Sometimes you want to do more with a document than just parse it: for instance you might want to validate the parsed text against a specification, and then autocorrect spelling mistakes in the validated text.
In such a case you write three applications, a parser, a validator and an
autocorrector. They should implement the MContentProcessor
interface. Writing a content processor is almost exactly the same as writing a
content handler as explained inHow To Parse an XML Document: MContentProcessor
is a small
extension of MContentHandler
and you write each
application by implementing the callback functions of
MContentHandler
. The only difference is that
MContentProcessor
has a mechanism for directing output, so
that the output of your parser is the input to your validator and the output of
your validator is the input of your autocorrector.

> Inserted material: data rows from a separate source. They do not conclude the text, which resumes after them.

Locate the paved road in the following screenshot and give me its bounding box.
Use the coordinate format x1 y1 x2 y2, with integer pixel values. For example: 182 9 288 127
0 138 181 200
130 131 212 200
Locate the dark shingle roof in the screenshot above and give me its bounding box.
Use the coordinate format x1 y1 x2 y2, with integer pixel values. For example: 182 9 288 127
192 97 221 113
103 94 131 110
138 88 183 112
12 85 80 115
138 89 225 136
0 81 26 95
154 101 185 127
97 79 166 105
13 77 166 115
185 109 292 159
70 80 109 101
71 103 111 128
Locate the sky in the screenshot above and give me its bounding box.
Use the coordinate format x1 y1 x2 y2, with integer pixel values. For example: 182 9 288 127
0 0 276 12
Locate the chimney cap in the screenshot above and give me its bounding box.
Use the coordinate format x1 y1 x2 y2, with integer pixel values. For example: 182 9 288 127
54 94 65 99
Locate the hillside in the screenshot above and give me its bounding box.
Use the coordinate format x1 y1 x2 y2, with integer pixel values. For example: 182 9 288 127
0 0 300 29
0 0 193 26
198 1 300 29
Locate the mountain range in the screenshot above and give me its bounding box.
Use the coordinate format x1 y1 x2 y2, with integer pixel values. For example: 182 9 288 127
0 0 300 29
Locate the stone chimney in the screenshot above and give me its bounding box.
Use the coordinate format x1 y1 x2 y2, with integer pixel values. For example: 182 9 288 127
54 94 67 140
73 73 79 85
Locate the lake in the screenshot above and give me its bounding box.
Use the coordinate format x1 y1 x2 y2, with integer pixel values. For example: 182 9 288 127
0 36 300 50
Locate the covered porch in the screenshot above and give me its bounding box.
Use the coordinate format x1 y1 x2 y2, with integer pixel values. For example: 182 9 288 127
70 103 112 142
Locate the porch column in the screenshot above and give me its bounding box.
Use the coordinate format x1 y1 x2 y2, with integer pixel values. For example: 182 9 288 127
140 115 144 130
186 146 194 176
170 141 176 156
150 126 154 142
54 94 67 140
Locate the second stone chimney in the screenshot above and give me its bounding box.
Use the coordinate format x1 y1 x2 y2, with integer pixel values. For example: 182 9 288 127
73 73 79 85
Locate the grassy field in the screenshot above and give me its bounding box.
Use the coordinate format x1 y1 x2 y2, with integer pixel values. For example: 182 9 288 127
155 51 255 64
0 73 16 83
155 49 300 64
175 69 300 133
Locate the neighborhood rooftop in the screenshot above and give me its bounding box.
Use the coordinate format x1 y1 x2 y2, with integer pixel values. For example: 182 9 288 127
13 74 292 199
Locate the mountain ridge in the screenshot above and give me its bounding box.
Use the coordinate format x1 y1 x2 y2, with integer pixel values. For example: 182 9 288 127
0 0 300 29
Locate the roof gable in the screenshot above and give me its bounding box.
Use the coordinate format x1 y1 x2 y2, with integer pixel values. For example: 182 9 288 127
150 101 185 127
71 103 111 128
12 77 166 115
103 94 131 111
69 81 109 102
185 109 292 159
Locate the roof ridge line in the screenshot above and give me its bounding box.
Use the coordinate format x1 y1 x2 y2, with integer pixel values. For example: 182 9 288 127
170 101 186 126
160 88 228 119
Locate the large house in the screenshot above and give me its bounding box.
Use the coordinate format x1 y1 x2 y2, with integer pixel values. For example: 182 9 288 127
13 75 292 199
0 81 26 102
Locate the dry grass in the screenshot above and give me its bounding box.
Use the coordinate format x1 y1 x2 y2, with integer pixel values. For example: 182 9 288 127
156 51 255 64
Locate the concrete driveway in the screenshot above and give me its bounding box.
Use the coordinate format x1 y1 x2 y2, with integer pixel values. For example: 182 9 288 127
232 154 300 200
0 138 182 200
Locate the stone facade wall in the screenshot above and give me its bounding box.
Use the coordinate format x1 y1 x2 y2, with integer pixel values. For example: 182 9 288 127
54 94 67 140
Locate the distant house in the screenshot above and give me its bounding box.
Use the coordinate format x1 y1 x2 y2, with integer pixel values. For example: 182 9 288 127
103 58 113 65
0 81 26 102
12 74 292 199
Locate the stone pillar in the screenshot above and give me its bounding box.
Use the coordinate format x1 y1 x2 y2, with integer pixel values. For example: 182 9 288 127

You direct output of a content processor by implementing its
SetContentSink()
function so that your parser outputs to
your validator and your validator outputs to your autocorrector. A sequence of
several applications linked in this way is called a plugin chain.
To perform the actual parsing, you use a CParser object as explained in
Choosing a Parser Plugin. To
ensure that parsing is followed by validation and autocorrection, you associate
the CParser object with the plugin chain. You do this by calling the
SetProcessorChainL()
function of the CParser object with a
list of the items in the plugin chain as a parameter.